In case you want to get some more details you can use jps -v
to get more details, here is as small snippet of what it shows for me:
[max@greybeard ~]$ jps -v
255 -Dosgi.requiredJavaVersion=1.5 -XstartOnFirstThread
-Dorg.eclipse.swt.internal.carbon.smallFonts -XX:MaxPermSize=256m
-Xdock:icon=../Resources/Eclipse.icns -XstartOnFirstThread
-Dorg.eclipse.swt.internal.carbon.smallFonts -Xdock:icon=../Resources/Eclipse.icns
-XstartOnFirstThread -Dorg.eclipse.swt.internal.carbon.smallFonts -Xms40m
-Xmx512m -Xdock:icon=../Resources/Eclipse.icns -XstartOnFirstThread
-Dorg.eclipse.swt.internal.carbon.smallFonts
4869 Jps -Dapplication.home=/Library/Java/JavaVirtualMachines/1.6.0_26-
b03-383.jdk/Contents/Home -Xms8m[max@greybeard ~]
This should give you enough details to pin down which process you are looking for.
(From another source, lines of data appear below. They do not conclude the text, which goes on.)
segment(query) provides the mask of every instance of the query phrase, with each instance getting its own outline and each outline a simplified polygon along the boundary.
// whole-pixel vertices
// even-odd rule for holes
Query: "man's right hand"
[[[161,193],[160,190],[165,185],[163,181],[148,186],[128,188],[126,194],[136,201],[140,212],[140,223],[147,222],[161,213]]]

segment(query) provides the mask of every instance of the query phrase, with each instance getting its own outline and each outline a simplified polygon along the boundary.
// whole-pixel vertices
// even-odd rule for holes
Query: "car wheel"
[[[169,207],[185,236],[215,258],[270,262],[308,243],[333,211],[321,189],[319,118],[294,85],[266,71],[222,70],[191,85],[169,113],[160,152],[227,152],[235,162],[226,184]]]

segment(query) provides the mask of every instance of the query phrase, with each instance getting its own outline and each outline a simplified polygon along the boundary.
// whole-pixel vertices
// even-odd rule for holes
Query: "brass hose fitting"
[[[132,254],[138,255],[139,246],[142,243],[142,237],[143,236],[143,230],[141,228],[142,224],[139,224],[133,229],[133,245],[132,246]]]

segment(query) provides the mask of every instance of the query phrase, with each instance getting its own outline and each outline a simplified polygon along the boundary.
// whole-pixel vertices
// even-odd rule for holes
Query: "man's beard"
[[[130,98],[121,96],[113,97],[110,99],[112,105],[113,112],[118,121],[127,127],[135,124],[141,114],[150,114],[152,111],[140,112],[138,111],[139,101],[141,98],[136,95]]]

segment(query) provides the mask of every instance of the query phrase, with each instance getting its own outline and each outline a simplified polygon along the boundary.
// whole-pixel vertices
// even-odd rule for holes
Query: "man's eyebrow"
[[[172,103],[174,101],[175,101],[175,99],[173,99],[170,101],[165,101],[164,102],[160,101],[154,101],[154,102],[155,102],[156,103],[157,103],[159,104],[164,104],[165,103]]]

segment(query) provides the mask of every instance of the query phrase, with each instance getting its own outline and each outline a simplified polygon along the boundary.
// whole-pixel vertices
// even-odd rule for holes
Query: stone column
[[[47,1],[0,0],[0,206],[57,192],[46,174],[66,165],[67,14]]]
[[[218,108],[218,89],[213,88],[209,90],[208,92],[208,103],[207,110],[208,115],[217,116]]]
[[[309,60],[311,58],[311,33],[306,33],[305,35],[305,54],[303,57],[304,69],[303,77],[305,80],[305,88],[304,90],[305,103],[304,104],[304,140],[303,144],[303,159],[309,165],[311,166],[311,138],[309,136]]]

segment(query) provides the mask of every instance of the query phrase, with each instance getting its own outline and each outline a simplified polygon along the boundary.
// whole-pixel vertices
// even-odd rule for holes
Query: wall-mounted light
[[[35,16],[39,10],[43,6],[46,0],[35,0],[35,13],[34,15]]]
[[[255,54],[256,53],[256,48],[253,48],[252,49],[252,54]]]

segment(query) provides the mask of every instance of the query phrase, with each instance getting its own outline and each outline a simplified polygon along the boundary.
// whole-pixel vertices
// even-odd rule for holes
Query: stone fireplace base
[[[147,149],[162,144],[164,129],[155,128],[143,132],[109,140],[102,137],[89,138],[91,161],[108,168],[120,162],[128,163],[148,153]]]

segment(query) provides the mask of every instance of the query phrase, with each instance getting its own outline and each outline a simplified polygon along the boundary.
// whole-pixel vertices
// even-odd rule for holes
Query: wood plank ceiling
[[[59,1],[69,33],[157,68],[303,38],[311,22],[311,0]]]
Once you found it note down the process id - in my case above it is 255.
Then you use jstack <pid>
to get the threaddump, below is a small snippet of how that will look like:
[max@greybeard ~]$ jstack 255 2011-10-26 10:10:31 Full thread dump Java HotSpot(TM) Client VM (20.1-b02-383 mixed mode): "Attach Listener" daemon prio=9 tid=0000000003b8b400 nid=0xb1731000 waiting on condition [0000000000000000] java.lang.Thread.State: RUNNABLE "Worker-52" prio=5 tid=0000000003e83400 nid=0xb20c7000 in Object.wait() [00000000b20c6000] java.lang.Thread.State: TIMED_WAITING (on object monitor) at java.lang.Object.wait(Native Method) at org.eclipse.core.internal.jobs.WorkerPool.sleep(WorkerPool.java:188) - locked <00000000084188a0> (a org.eclipse.core.internal.jobs.WorkerPool) at org.eclipse.core.internal.jobs.WorkerPool.startJob(WorkerPool.java:220) at org.eclipse.core.internal.jobs.Worker.run(Worker.java:50) "Worker-50" prio=5 tid=000000000366e400 nid=0xb26d5000 in Object.wait() [00000000b26d4000] java.lang.Thread.State: TIMED_WAITING (on object monitor) at java.lang.Object.wait(Native Method) at org.eclipse.core.internal.jobs.WorkerPool.sleep(WorkerPool.java:188) - locked <00000000084188a0> (a org.eclipse.core.internal.jobs.WorkerPool) at org.eclipse.core.internal.jobs.WorkerPool.startJob(WorkerPool.java:220) at org.eclipse.core.internal.jobs.Worker.run(Worker.java:50)
...
...
This content is what we would be interested in.
To get it to us the simplest thing is to pipe it to a file and attach it to the jira.
Tip: put the jira ID into the name of the file for easy identification/tracking.